Some may know Jon Meacham as a commentator on cable news. As a boomer, I tend to be a cable news junkie, and he is certainly one of my favorites. If I’m at home doing something and I know Jon Meacham is going to be coming up on one of the cable news shows, I’ll stop whatever I’m doing to listen. But his primary career is that of writer and historian, and I think one of the best. He is a Pulitzer Prize-winning author. He is one of my three favorite historical writers, with the other two being Doris Kearns Goodwin and Michael Beschloss. Jon is a lifelong Episcopalian and graduate of The University of the South, commonly referred to as Sewanee, which is a private Episcopal liberal arts college in Sewanee, Tennessee. His most recent book is His Truth Is Marching On: John Lewis and the Power of Hope.
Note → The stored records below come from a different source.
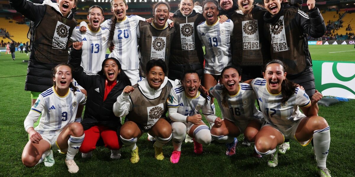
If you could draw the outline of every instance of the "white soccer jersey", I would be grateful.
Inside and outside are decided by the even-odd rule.
[[[137,28],[140,21],[145,21],[146,19],[132,15],[126,16],[125,19],[117,21],[116,23],[113,37],[115,49],[109,56],[118,59],[122,69],[139,69]],[[111,19],[109,19],[101,25],[109,28],[111,22]]]
[[[187,116],[200,114],[200,110],[209,122],[214,122],[217,116],[211,107],[211,98],[207,99],[200,94],[199,91],[194,98],[187,97],[185,94],[184,86],[179,85],[173,87],[170,92],[167,106],[169,110],[169,116],[173,120],[186,123]],[[177,113],[174,114],[174,113]]]
[[[106,28],[100,27],[99,31],[93,32],[87,25],[86,32],[82,34],[80,29],[80,27],[75,27],[70,40],[83,42],[81,65],[84,70],[87,73],[97,73],[101,70],[102,62],[105,58],[110,30]]]
[[[299,120],[304,117],[300,111],[298,106],[304,107],[311,103],[307,94],[297,87],[295,92],[286,102],[281,103],[281,93],[273,95],[266,87],[266,80],[257,78],[254,79],[251,86],[256,93],[260,103],[260,109],[265,120],[280,130],[289,131],[297,124]]]
[[[52,87],[40,94],[25,120],[25,130],[33,127],[41,113],[39,124],[34,129],[40,134],[56,135],[74,122],[78,104],[84,104],[86,98],[80,90],[77,90],[75,95],[72,90],[70,88],[66,95],[62,97]]]
[[[246,122],[262,118],[262,113],[255,107],[256,95],[250,85],[240,83],[239,90],[236,95],[230,96],[227,93],[225,97],[228,107],[222,102],[224,87],[223,85],[217,85],[209,89],[210,95],[217,99],[223,119],[232,121]]]
[[[197,26],[198,38],[206,52],[204,73],[219,75],[225,67],[231,64],[230,39],[233,27],[230,19],[222,24],[218,21],[212,25],[205,21]]]

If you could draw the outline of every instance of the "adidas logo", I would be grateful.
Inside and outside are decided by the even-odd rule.
[[[50,108],[49,108],[49,109],[48,109],[48,112],[49,112],[50,111],[51,109],[55,109],[55,108],[54,107],[54,105],[52,105],[52,106]]]

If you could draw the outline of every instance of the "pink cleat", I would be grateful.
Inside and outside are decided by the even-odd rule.
[[[193,140],[193,152],[195,152],[195,154],[202,154],[203,151],[202,149],[202,144],[196,141],[195,138],[193,138],[192,140]]]
[[[181,151],[174,150],[171,153],[170,156],[170,161],[173,164],[177,164],[179,160],[180,159],[180,155],[181,155]]]

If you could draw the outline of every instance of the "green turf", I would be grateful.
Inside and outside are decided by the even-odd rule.
[[[326,50],[331,51],[331,49]],[[311,52],[313,52],[312,50]],[[28,134],[23,127],[23,120],[30,109],[30,94],[24,90],[26,76],[13,76],[26,74],[27,63],[21,61],[27,57],[26,54],[17,52],[16,60],[12,61],[10,55],[4,53],[2,52],[0,56],[0,93],[2,98],[0,101],[0,176],[71,176],[64,164],[65,155],[57,152],[54,153],[56,163],[53,167],[46,167],[42,164],[28,169],[22,164],[22,151],[28,140]],[[316,57],[316,55],[312,53],[312,58]],[[218,104],[215,104],[217,115],[220,116]],[[353,154],[353,141],[355,139],[354,107],[355,101],[342,102],[330,107],[320,107],[320,115],[326,119],[331,127],[332,140],[327,166],[333,176],[355,176],[355,156]],[[77,175],[80,176],[316,176],[316,165],[311,152],[311,147],[308,145],[302,147],[294,141],[290,142],[291,149],[285,155],[279,155],[279,165],[271,168],[267,166],[267,158],[256,159],[251,157],[253,147],[242,147],[240,142],[237,147],[236,155],[231,158],[225,155],[224,144],[213,143],[210,146],[204,146],[203,154],[197,155],[193,152],[193,145],[184,143],[180,162],[178,164],[173,164],[169,159],[173,150],[170,142],[163,148],[165,159],[158,161],[154,158],[153,144],[148,142],[146,138],[145,134],[138,142],[140,157],[138,164],[132,164],[130,162],[131,155],[127,147],[122,149],[121,159],[112,160],[109,158],[109,150],[100,147],[94,151],[93,156],[91,159],[83,159],[79,154],[75,156],[76,161],[80,168]],[[240,136],[238,139],[240,141],[242,141],[242,136]]]

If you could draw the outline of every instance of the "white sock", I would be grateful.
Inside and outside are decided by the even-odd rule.
[[[66,160],[74,159],[74,156],[78,153],[79,148],[81,146],[85,136],[85,134],[80,137],[74,137],[70,135],[68,140],[68,151],[67,152]]]
[[[200,125],[193,131],[193,136],[198,143],[203,145],[209,145],[212,141],[211,132],[207,125]]]
[[[256,149],[256,147],[255,145],[254,146],[254,148],[255,149],[255,152],[256,152],[256,153],[257,153],[263,156],[272,154],[275,153],[275,152],[276,151],[276,148],[275,148],[271,150],[269,150],[265,153],[262,153],[259,152],[259,151]]]
[[[126,139],[122,138],[122,137],[120,135],[120,138],[122,141],[122,143],[128,147],[128,148],[131,150],[134,150],[137,148],[137,145],[136,145],[136,143],[137,143],[137,138],[132,138],[130,139]]]
[[[157,140],[157,141],[154,143],[154,145],[157,148],[162,148],[163,147],[163,146],[164,144],[167,143],[171,139],[171,135],[170,135],[170,136],[169,138],[163,138],[158,136],[155,137],[155,139]]]
[[[234,140],[234,137],[231,136],[217,136],[211,134],[212,138],[220,143],[231,143]]]
[[[316,130],[313,133],[313,142],[314,150],[317,158],[318,167],[324,169],[327,167],[326,164],[327,156],[329,152],[331,143],[330,127],[328,126],[322,130]]]
[[[74,121],[75,122],[81,122],[81,120],[82,120],[82,118],[81,118],[81,117],[80,117],[80,118],[76,118],[75,120]]]
[[[36,164],[36,165],[35,166],[37,166],[37,165],[40,164],[42,161],[43,161],[43,160],[44,160],[44,158],[47,157],[47,156],[49,154],[50,150],[50,149],[49,149],[49,150],[43,153],[42,154],[42,156],[41,157],[40,159],[39,159],[39,161],[38,161],[38,162],[37,162],[37,164]]]

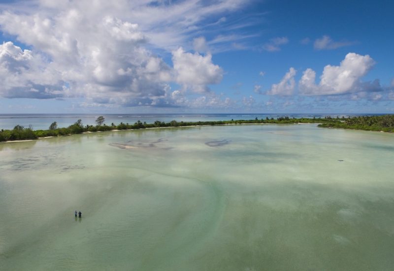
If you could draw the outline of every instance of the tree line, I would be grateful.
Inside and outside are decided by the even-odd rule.
[[[321,127],[344,128],[394,133],[394,115],[360,116],[344,119],[342,121],[322,123]]]
[[[333,118],[331,117],[324,118],[301,118],[296,119],[288,116],[280,117],[277,119],[273,118],[254,120],[236,120],[226,121],[197,121],[197,122],[177,122],[172,120],[165,122],[157,120],[153,123],[146,123],[138,120],[134,124],[121,122],[118,125],[113,123],[110,125],[104,123],[105,119],[100,116],[96,120],[96,125],[87,125],[84,126],[81,119],[78,120],[68,127],[58,128],[55,121],[50,125],[46,130],[38,130],[33,131],[32,127],[25,128],[21,125],[16,125],[12,130],[0,131],[0,141],[8,140],[18,140],[34,139],[38,137],[47,136],[59,136],[85,132],[95,132],[111,130],[123,130],[131,129],[143,129],[159,127],[178,127],[184,126],[195,126],[201,125],[224,125],[227,124],[294,124],[294,123],[321,123],[319,126],[323,127],[349,128],[351,129],[361,129],[371,130],[372,131],[384,131],[394,132],[394,115],[374,116],[372,117],[353,117],[345,118],[344,117]],[[365,126],[366,125],[366,126]],[[368,129],[363,129],[367,127]],[[387,128],[387,129],[386,129]]]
As we approach the end of 2020, a year that most of us are glad to see end, we cannot forget the great loss of John Lewis this past year. His life not only connects us to the past and the work of the early Civil Rights movement in the 1960s, but it also calls us—challenges us—to continue forward in striving for racial justice. It is in the power of that hope that needs to lead us forward. The following description of Jon Meacham’s book gives us a glimpse into the impact John Lewis has had on our nation:
His Truth Is Marching On: John Lewis and the Power of Hope
John Lewis, who at age twenty-five marched in Selma, Alabama, and was beaten on the Edmund Pettus Bridge, is a visionary and a man of faith. Drawing on decades of wide-ranging interviews with Lewis, Jon Meacham writes of how this great-grandson of a slave and son of an Alabama tenant farmer was inspired by the Bible and his teachers in nonviolence, Reverend James Lawson and Martin Luther King, Jr., to put his life on the line in the service of what Abraham Lincoln called “the better angels of our nature.” From an early age, Lewis learned that nonviolence was not only a tactic but a philosophy, a biblical imperative, and a transforming reality. At the age of four, Lewis, ambitious to become a minister, practiced by preaching to his family’s chickens. When his mother cooked one of the chickens, the boy refused to eat it—his first act, he wryly recalled, of nonviolent protest. Integral to Lewis’s commitment to bettering the nation was his faith in humanity and in God—and an unshakable belief in the power of hope.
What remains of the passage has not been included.